Enfrentando sua primeira crise política – rompimento das negociações com aliados do ex-ditador Slobodan Milosevic para formação de um governo de transição na Sérvia –, o novo presidente iugoslavo, Vojislav Kostunica, tomou conhecimento oficial ontem da decisão da União Européia (UE) de levantar as sanções econômicas contra a Iugoslávia. Ele se reuniu na capital iugoslava com Hubert Védrine, ministro das Relações Exteriores da França, país que exerce a presidência rotativa da (UE).
‘‘Não se trata apenas de restabelecer os vôos da Yugoslav Airlines ou de levantar o embargo de petróleo’’, explicou o novo presidente iugoslavo. ‘‘A UE está abrindo as portas para uma aproximação com a Iugoslávia e para renovar nossas relações com as instituições financeiras internacionais.’’
O chanceler francês disse que a UE ajudará a Iugoslávia a levantar-se, contribuindo para a democratização e reconstrução do país, bombardeado no ano passado pela aviação da Organização do Tratado do Atlântico Norte (Otan).
Kostunica reconheceu a ‘‘delicada situação’’ dos prisioneiros de etnia albanesa em cárceres sérvios, mas mencionou, em contrapartida, o drama dos sérvios que fugiram de Kosovo. O novo presidente evitou falar sobre o futuro de Milosevic, acusado de crimes de guerra pelo Tribunal Penal Internacional.
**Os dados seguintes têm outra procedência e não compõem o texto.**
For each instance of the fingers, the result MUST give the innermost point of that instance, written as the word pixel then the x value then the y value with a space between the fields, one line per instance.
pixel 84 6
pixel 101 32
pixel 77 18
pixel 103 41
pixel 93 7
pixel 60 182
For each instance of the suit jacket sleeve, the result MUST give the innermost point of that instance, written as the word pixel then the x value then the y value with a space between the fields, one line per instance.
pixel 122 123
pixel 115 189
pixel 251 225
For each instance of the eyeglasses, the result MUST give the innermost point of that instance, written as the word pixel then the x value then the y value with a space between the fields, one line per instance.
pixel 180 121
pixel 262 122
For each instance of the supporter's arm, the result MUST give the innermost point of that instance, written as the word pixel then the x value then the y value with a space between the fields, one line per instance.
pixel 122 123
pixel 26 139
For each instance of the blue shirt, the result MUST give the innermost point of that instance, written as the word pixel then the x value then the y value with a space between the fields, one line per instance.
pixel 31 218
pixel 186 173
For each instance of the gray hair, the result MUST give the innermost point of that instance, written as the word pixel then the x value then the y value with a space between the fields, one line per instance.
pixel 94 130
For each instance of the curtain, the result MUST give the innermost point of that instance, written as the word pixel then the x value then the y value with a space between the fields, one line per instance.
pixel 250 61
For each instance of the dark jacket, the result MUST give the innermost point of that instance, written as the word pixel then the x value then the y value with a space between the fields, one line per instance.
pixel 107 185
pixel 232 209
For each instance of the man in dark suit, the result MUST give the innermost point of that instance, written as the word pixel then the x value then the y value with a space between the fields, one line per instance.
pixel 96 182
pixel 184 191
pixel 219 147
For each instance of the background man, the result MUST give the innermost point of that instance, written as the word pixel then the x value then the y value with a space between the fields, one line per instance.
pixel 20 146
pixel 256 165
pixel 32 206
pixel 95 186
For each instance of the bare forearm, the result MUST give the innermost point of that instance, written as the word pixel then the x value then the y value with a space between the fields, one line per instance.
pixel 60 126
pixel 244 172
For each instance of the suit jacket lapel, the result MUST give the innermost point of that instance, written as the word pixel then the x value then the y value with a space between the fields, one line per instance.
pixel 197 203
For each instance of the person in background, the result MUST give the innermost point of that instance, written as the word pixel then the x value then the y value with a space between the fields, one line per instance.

A entrega do ex-ditador ao TPI figura entre as condições apresentadas pela UE e EUA para o restabelecimento pleno das relações com a Iugoslávia.
A Oposição Democrática Sérvia (frente de 18 partidos que elegeu Kostunica) sofreu um revés ontem. Os partidos Socialista, Esquerda Democrática e Radical Sérvios (todos vinculados a Milosevic) retiraram-se das negociações para formar um governo de transição na Sérvia. Protestam contra agressões sofridas por seus simpatizantes em todo o país.